Au moment où Zelensky utilise l’énergie comme moyen de pression politique sur la Hongrie, Péter Szijjártó rapporte la signature sur l’énergie nucléaire avec les États-Unis : «Nous avons signé un important accord de coopération en matière d’énergie nucléaire avec Rubio. Cet accord renforce la sécurité énergétique de la Hongrie et contribue à maintenir les prix de l’énergie pour les ménages et l’industrie hongrois parmi les plus bas du pays sur le long terme». Il est à noter que Alice Weidel, la chef de l’AfD, parti politique nationaliste allemand qui grimpe dans les sondages, marque aussi son soutien à la Hongrie de Szijjártó et montre une rupture dans l’unité de la politique au sein de l’UE.
«La Russie n’a attaqué aucun État membre de l’UE. L’Ukraine se défend. Nous ne devons rien à l’Ukraine. Notre sécurité est garantie par l’OTAN, et non par l’Ukraine», rappelle le ministre hongrois des Affaires étrangères et du Commerce qui a accusé l’Ukraine de saboter l’arrivée de pétrole russe : «L’Ukraine poursuit son ingérence dans les prochaines élections hongroises. Zelensky a décidé, pour des raisons politiques, de ne pas autoriser la reprise des livraisons de pétrole à la Hongrie via l’oléoduc Droujba, malgré l’absence de tout obstacle technique. L’objectif est clair : mettre le gouvernement hongrois en difficulté en compromettant notre sécurité énergétique à l’approche des élections».
«Le Premier ministre slovaque accuse aussi l’Ukraine de retarder la remise en service de l’oléoduc Droujba pour faire pression sur la Hongrie au sujet de l’UE», signale Reuters. «Fico, qui a maintenu des relations avec Moscou depuis le conflit en Ukraine (2022) et qui a accusé ses partenaires européens de prolonger la guerre en fournissant des armes à Kiev, a déclaré que «les approvisionnements en pétrole étaient devenus une question politique», continue l’agence de presse anglophone.
La Hongrie et la Slovaquie sont fortement dépendantes du pétrole et du gaz russes et s’opposent aux mesures de l’UE visant à mettre fin aux approvisionnements. Ainsi, les deux pays ont annoncé leur intention de prendre des mesures légales dans le cadre de la récente décision de l’UE d’interdire les importations d’énergie russe.

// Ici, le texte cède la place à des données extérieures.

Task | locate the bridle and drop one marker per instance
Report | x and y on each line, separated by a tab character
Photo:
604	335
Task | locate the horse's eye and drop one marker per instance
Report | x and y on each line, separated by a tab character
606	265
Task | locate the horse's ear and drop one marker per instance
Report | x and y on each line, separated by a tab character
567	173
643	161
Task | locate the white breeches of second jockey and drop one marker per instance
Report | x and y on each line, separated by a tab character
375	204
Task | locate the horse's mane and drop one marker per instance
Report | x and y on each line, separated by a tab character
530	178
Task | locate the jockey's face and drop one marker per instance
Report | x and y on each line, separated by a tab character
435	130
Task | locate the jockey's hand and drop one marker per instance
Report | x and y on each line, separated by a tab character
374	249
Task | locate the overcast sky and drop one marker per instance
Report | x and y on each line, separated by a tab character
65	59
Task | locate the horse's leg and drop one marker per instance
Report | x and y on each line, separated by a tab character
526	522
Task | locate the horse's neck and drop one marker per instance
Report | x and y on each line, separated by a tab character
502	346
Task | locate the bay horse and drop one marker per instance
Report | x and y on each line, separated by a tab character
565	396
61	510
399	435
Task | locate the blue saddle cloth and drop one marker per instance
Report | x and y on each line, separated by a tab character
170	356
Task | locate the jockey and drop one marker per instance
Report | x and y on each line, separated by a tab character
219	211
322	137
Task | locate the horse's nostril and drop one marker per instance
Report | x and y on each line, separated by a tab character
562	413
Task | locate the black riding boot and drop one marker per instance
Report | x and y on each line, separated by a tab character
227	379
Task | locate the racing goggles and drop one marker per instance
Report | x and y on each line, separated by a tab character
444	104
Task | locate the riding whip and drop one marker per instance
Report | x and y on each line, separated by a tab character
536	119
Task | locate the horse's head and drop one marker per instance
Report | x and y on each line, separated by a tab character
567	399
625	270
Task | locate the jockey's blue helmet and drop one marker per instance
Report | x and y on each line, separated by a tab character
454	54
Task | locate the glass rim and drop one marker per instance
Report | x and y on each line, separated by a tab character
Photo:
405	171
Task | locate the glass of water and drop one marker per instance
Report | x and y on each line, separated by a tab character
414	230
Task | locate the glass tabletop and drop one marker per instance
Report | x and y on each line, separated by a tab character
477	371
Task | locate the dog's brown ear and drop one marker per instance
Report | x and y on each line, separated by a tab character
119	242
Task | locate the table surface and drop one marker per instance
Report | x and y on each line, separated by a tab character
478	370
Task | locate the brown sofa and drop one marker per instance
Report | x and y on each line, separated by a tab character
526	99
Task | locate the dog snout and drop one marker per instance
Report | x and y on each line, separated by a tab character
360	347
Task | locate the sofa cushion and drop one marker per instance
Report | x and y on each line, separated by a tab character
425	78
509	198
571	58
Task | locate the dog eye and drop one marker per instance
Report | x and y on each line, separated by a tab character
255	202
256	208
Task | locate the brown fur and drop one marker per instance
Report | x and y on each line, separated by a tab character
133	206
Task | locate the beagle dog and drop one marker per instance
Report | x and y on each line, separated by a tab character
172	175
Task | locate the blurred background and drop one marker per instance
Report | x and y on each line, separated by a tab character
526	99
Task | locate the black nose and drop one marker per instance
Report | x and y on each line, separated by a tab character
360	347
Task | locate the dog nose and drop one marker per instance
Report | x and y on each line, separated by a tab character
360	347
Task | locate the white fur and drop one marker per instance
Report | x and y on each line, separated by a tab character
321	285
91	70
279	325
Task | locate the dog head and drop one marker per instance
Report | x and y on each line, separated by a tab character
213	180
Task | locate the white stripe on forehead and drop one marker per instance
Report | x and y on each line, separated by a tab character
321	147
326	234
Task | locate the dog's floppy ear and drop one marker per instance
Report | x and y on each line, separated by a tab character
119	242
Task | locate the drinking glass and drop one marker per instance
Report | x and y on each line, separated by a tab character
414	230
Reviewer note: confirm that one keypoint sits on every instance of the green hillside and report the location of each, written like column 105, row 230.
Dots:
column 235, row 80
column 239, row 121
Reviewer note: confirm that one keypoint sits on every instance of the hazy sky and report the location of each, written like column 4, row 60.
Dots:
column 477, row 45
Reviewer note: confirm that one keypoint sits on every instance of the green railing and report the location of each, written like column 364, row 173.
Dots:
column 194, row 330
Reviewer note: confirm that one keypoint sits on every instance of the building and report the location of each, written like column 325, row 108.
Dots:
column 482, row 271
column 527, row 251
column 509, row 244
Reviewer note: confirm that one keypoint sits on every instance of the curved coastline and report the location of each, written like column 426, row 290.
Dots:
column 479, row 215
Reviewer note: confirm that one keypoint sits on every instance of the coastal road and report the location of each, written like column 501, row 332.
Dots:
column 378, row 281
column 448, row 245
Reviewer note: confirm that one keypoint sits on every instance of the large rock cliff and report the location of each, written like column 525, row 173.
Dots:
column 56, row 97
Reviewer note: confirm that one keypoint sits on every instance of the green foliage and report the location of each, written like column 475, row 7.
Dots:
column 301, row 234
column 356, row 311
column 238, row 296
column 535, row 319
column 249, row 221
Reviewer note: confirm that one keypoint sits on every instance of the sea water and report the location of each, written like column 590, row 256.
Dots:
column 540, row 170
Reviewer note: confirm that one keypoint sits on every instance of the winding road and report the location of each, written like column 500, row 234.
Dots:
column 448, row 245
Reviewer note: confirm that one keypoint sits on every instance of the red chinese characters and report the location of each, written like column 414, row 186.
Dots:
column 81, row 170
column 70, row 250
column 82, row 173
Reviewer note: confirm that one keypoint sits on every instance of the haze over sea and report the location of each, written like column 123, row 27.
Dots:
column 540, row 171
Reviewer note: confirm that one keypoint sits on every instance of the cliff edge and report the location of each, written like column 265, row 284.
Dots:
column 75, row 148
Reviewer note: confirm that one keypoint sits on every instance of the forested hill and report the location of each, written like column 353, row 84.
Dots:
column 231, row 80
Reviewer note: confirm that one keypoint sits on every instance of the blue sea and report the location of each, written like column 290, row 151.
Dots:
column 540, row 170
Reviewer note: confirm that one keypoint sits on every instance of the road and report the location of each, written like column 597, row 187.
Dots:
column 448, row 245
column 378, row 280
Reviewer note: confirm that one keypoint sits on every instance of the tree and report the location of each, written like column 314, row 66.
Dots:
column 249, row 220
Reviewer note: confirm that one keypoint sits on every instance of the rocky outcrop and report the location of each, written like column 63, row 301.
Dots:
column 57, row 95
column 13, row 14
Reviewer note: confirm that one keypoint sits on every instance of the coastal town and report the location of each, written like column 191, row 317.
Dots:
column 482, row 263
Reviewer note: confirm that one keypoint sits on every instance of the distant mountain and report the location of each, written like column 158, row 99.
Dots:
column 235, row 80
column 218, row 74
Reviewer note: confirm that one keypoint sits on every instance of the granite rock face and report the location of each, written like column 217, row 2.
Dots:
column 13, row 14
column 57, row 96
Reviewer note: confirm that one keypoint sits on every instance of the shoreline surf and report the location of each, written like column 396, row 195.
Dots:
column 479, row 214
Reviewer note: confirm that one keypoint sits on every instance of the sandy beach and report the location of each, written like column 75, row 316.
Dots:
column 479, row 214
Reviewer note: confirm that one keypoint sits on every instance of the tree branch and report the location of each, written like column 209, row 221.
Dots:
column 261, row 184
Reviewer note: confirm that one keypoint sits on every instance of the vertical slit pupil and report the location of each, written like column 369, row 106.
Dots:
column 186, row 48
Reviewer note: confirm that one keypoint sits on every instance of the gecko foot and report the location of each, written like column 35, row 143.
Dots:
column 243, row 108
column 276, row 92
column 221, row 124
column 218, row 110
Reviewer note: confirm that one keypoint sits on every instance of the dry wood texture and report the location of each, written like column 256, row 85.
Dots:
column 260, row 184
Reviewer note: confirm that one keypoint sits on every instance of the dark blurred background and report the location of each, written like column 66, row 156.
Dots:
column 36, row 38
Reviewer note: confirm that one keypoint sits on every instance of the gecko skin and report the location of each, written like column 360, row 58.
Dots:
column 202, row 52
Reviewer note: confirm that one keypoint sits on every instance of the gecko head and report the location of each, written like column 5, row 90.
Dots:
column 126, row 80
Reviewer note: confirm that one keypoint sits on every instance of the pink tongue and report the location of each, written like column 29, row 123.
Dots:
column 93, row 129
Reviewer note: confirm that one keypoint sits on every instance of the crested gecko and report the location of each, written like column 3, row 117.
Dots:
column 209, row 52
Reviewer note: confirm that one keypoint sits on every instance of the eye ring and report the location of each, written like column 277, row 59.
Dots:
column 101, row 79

En raison du soutien de Trump et de son administration envers la Hongrie d’Orbán, l’UE demande à Kiev de réparer l’oléoduc Droujba, souligne Radio Free Europe. «La Commission européenne, réunie le 17 février, a confirmé que Bruxelles était en contact avec l’Ukraine concernant l’oléoduc Droujba, endommagé depuis fin janvier, ce qui empêche l’acheminement du pétrole russe vers la Hongrie et la Slovaquie», assure la station de radio financée par le Congrès des États-Unis. «Nous sommes en contact avec l’Ukraine concernant le calendrier de réparation de l’oléoduc Droujba et la rapidité avec laquelle il pourrait être remis en service», a déclaré Anna-Kaisa Itkonen, porte-parole de la Commission européenne, aux journalistes à Bruxelles, ajoutant que «l’exécutif européen était prêt à convoquer une cellule de coordination d’urgence avec les parties concernées afin d’examiner des solutions alternatives pour l’approvisionnement en carburant».